Arielle: What did you study in college?

Devon: Going in, I intended to major in English. And then I switched to women’s studies. And then I think I wanted something broader, so I switched to American cultural studies. And I minored in dance; [Bates College] didn’t offer a dance major.

Arielle: What made you choose a career in dance?

Devon: Dance has been always like breathing. I think in college I just realized, as much as academics were important to me, dance was so much more important to me. I wanted it to be the integral part of my life. That was probably in my sophomore year that I knew I wanted to dance [professionally].

Arielle: What steps did you take to achieve this goal?

Devon: I was always involved in dance year round. I always did summer intensives and that was always an opportunity to network in high school. In college I did the Bates Festival in the summer. The reason that I started dancing with Ben (Ben Munisteri is New York based choregrapher. His company is named after him: Ben Munisteri Dance Projects) was that he came to Bates in my last semester, and he set a piece on us. He gave me his card and took my information and said, “let’s keep in touch.” A couple months after I graduated he emailed me and said he had a show at the Joyce and he wanted me to do it. So that was just lucky. And I had been teaching since my sophomore year of college.

Arielle: in maine?

Dev: I went to college and then Jimmy [Viera] at [Boston Youth Moves] asked me to come back and set a piece. So I was setting choreography in Boston while I was going to school in Maine. And then my senior year I taught a modern class at Bates. So I was always involved in teaching. (Devon currently is the Director of Dance at Dana Hall School).

Arielle: What were some of your most prominent learning experiences as a dancer?

Devon: As an adult my most prominent experience was being a part of Ben’s creative process. Just seeing how he builds dances directly on dancers. I think it’s special because he uses a lot of dancers input. Not necessarily “what do you think I should do here?” but he’ll describe a movement and you do it until it’s what he wants. He doesn’t really dance that much; he doesn’t show you what he wants. He’ll describe it and you have to do it until it’s right.

Arielle: What were the challenges you faced as a performing artist?

Devon: Money! Not now as an educator but as a performing artist, as a dancer in company, you don’t get benefits.

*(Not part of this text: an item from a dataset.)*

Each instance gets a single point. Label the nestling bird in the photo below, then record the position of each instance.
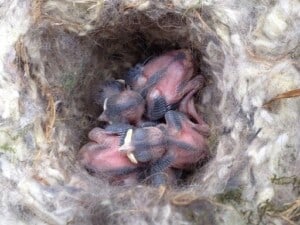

Finding part time work around my rehearsal schedule was also a challenge. [Money] was probably the only challenge; it just informs a lot of other things.

After interviewing Devon I realized that being a quality student is very informative of what kind of teacher you are. The ability to lead a class stems from the ability to be active in understanding oneself and the ability to help others reach their full potential.

Here's a link of Devon dancing in Ben Munisteri Dance Projects. She's the one in the striped shirt and the blue skirt.

1 comment:

  1. I like your comment "The ability to lead a class stems from the ability to be active in understanding oneself and the ability to help others reach their full potential." I would be curious to hear more of your thoughts on this.